Jokes apart, if the situation does arise and you are asked, then you will have to be straight with them and explain your differing religious views. Let your sister know that you will be very happy to be the sprogs guardian, or what ever you care to call the job or even, if you believe in a god in your personal path, that you would be the childs god mother but not as a christian god mother, though the vicar might not be to happy with that idea.
Epona
must admit i'm in a similar boat. my sis also up the duff but i don't think she'll ask me to be little ones godmother as we don't talk much but going back to your situation if i were you i'd say i would love to be godmother, remember a godmother is just another word for guardian and as a guardian you don't have to do anything but be there when litten starts asking quetion that mum and dad can't or wont answer.
icefire
kind of agreeing with epona there on the 'job description' part, but i can understand your concern. i have had this same thing, with a very good friend.

i told them, that i was taking this seriously, and didnt want to make promises i wasnt sure i could keep. the practical part of being a godparent is fairly easy, but the promise to bring up the child in the xtian faith, i couldnt do.

so i reckon honesty is the best policy. talk to her about it.
Freydis
Part of the Christian christianing service is the godparens promising to to ensure that the child is brought up in the Christian faith. It's pretty explicit. I think that you need to think very carefully about whether you could make that promise before you agree to anything. As I understand it most Chrisitan vicars would not accept a non-Christian as a godparent if they knew beforehand.

It's difficult, but I think that I would have the conversation. You could always say that you're delighted and flattered that they want to involve you closely in their child's life, and that you'd be happy to be a mentor/guardian etc., but you feel that it would be hypocritical to make promises about religious beliefs that you don't share. Easier said than done, I know!

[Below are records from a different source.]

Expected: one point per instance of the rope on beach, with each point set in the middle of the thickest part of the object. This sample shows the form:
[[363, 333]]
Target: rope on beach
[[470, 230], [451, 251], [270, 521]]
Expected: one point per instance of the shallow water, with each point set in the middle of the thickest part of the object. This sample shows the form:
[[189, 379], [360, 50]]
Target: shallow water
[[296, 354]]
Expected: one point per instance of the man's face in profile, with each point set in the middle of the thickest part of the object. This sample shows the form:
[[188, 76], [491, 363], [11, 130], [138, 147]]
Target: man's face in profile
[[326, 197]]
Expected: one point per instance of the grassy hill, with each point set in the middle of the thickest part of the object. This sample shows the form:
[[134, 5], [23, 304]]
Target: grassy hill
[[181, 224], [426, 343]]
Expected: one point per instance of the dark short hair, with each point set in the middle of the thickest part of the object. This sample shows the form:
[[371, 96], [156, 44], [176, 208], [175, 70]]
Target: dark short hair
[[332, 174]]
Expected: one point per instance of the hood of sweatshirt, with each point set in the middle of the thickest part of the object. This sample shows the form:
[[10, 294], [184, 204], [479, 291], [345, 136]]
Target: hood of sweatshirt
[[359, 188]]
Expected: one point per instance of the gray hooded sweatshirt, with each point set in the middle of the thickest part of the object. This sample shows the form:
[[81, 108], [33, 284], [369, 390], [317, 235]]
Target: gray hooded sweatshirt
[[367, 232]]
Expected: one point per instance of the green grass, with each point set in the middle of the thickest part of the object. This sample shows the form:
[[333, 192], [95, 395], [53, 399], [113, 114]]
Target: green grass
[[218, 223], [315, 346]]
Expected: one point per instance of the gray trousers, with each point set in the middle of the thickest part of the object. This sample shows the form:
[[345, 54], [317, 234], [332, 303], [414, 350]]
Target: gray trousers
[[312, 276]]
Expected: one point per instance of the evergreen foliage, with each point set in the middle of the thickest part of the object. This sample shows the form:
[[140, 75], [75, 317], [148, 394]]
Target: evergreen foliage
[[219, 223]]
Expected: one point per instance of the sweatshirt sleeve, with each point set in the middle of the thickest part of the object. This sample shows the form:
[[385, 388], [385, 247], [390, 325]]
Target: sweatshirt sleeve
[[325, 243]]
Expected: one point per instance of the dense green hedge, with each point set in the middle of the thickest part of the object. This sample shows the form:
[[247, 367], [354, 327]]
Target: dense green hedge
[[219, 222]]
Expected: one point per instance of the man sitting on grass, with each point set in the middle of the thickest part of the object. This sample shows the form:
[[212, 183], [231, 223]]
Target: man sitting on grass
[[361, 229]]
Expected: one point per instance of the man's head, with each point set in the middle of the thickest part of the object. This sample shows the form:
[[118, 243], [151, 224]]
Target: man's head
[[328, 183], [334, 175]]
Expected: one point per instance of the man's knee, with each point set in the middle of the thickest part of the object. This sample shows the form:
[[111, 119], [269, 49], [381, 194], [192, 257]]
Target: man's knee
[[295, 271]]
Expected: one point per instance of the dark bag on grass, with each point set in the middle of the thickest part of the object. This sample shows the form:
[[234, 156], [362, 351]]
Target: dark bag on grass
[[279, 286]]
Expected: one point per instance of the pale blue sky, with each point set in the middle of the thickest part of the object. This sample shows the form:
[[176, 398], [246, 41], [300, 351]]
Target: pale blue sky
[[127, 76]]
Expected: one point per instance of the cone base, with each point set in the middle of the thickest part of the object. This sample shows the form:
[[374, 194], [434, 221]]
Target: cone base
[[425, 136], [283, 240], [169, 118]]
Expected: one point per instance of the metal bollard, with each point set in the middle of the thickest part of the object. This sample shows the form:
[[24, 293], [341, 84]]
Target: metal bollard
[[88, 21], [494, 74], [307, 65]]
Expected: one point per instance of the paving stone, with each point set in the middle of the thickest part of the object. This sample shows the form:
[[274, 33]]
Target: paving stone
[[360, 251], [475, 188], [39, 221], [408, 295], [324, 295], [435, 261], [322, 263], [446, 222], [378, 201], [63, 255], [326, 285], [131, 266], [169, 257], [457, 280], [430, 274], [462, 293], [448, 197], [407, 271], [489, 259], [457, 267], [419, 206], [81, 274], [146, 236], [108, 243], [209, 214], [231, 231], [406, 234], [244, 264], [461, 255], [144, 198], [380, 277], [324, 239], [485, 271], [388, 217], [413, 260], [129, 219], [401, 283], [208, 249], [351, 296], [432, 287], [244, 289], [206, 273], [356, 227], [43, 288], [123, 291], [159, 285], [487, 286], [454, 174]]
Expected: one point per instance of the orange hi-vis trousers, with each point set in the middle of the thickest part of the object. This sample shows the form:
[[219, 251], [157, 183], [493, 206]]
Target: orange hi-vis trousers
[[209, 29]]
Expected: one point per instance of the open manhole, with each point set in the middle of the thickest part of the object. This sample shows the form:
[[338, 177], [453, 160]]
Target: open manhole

You say that you think that your sister has suspicions - you never know, maybe she's trying to find a way to raise the subject herself. Good luck.
badgersmoon
QUOTE(Freydis @ Mar 29 2007, 08:19 AM)


It's difficult, but I think that I would have the conversation.  You could always say that you're delighted and flattered that they want to involve you closely in their child's life, and that you'd be happy to be a mentor/guardian etc., but you feel that it would be hypocritical to make promises about religious beliefs that you don't share.  Easier said than done, I know! 

*


After all you don't need to go into detail about what it is you do beleive. Just that you don't altogether share theirs.
It depends what she wants from a godparent. If she wants the whole spiritual guidance thing then there could be problems, but if she wants to strngthen ties between you and the neicephew maybe you could go for a non-religious ceremony with just you?
We had a naming-ceremony for BabyBadger and nominated 3 people to be"godparents and moral guardians" (or ungodly and amoral guardians as we like to think of them biggrin.gif ). I'm a "special auntie" to my humanist friends' eldest daughter.